Aku pun terus duduk dan menyambutnya tanpa sedikit pun mengekspresikan rasa benci dan marah. Semua demi menjaga perasaannya. Walaupun aku bagai berada di atas panggang api kemarahan dan kebencian.”
Ah, kita jangan marah pada Abu Utsman yang mengharapkan istri yang cantik dan sempurna, tapi kemudian hanya mendapatkan istri juling dan buruk wajah.
Itu merupakan sisi manusiawi dari lelaki yang menginginkan kecantikan dan kesempurnaan dari pendamping hidupnya. “Begitulah kulalui lima belas tahun dari hidupku bersamanya hingga dia meninggal,”
lanjutnya berkisah.
“Maka, tiada amal yang paling kuharapkan pahalanya di akhirat, selain masa-masa lima belas tahun dari kesabaran dan kesetiaanku menjaga perasaannya dan ketulusan cintanya.”
Kesetiaan itu adalah bintang di langit kebesaran jiwa, kata Anis Matta.
Sungguh, saya sangat kagum dengan sepasang suami istri ini. Meskipun cinta di antara mereka tidak pernah benar-benar ada dalam masa-masa lima belas tahun perkawinan itu, tapi perjuangan cinta si perempuan sangat luar biasa di mata saya.
Meskipun sang perempuan itu tahu bahwa ia bermata juling, meskipun ia tahu bahwa ia hanya anak orang miskin, meskipun ia tahu bahwa ia bukan perempuan berwajah cantik, tapi ia memperjuangkan cintanya untuk membersamai orang yang dicintainya itu.
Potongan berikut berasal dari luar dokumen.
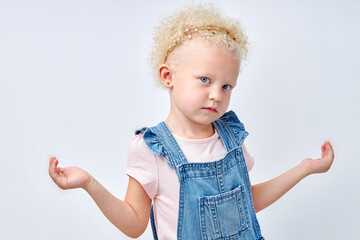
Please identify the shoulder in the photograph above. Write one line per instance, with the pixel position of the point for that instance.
(230, 118)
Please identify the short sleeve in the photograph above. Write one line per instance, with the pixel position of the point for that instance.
(248, 158)
(141, 165)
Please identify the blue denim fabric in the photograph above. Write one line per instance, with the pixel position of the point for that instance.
(215, 200)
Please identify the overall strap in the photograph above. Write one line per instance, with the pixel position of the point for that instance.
(231, 130)
(174, 154)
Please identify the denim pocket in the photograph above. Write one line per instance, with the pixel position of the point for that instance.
(224, 216)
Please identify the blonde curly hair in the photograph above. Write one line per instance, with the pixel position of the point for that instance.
(189, 22)
(206, 21)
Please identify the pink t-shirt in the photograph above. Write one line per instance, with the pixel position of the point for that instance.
(160, 181)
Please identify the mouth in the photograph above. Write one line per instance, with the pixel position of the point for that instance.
(211, 109)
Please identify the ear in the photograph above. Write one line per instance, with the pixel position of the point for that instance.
(166, 75)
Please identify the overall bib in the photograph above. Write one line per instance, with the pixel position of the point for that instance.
(215, 200)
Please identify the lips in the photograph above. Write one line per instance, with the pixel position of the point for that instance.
(211, 109)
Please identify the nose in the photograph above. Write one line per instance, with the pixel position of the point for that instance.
(215, 95)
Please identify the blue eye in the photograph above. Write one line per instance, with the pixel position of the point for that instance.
(205, 80)
(227, 87)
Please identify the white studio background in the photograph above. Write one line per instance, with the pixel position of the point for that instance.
(74, 83)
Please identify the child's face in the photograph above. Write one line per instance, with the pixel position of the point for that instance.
(202, 83)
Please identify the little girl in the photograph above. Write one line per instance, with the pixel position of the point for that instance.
(189, 174)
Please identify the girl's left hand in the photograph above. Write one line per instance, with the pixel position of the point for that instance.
(320, 165)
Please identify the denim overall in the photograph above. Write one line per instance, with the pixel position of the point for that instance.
(215, 200)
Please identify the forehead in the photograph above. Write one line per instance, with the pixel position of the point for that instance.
(198, 50)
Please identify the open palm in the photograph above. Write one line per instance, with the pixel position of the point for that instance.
(69, 177)
(323, 164)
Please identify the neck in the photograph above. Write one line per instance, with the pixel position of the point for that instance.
(183, 127)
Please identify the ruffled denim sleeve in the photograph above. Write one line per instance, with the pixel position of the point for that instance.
(152, 141)
(236, 127)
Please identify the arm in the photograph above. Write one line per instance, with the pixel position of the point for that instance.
(130, 216)
(266, 193)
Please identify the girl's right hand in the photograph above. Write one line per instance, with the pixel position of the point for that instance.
(69, 177)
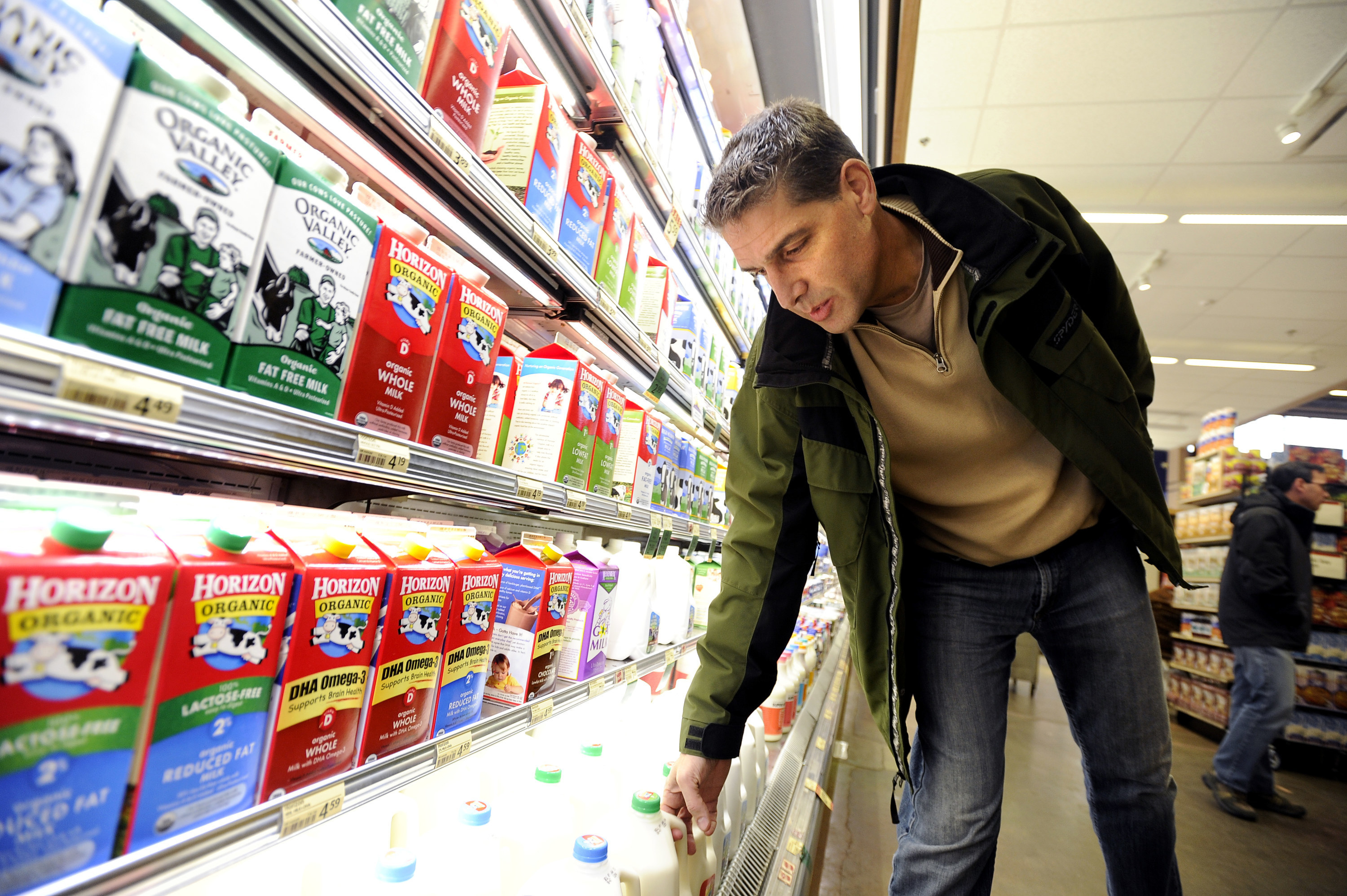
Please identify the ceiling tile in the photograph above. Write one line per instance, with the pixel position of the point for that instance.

Ia berhasil membersamainya dalam masa lima belas tahun hingga maut datang menjemput. Ia memang tidak tahu bahwa selama masa itu sang suami, Abu Utsman An Naisaburi, tidak pernah benar-benar mencintainya.
Kisah ini mengingatkan saya pada kisah kesabaran seorang suami merawat istrinya hingga dia mati dan istri tersebut menyesal karena bersikap tidak baik pada sang suami.
Namun, Abu Utsman membuktikan bahwa ia adalah lelaki yang setia, tulus, sabar, dan senantiasa menjaga perasaan sang istri yang demikian tulus mencintainya. Cara pria mencintai wanita.
Bagi saya, semua hal itu adalah bagian dari cintanya, hanya saja bentuknya yang sedikit berbeda. Sungguh, saya sangat kagum dengan sepasang suami istri ini.
Semua bermula tatkala si perempuan itu menyatakan dan memperjuangkan cintanya.
Hasan Al Basri pernah ditanya
“Pria manakah yang engkau suruh untuk aku menikahkannya dengan putriku?”
Hasan Al Basri Rahimahullah menjawab :
“Nikahkanlah ia dengan pria yang beriman karena bila ia mencintainya maka ia akan memuliakannya. Dan bila ia tidak mencintainnya maka dia tidak akan mendzaliminya “.
Luar biasa,, Apa hikmah yang bisa kita petik dari kisah Amazing di atas? Hikmah ketika anda menjadi wanitanya? Hikmah ketika anda sebagai sang suaminya?
Dapatkah anda lihat bahwa kesalihan dan ilmu dien memang menjadi kunci utama akhlaq manusia yang baik kepada sesama, yaa cara pria mencintai wanita.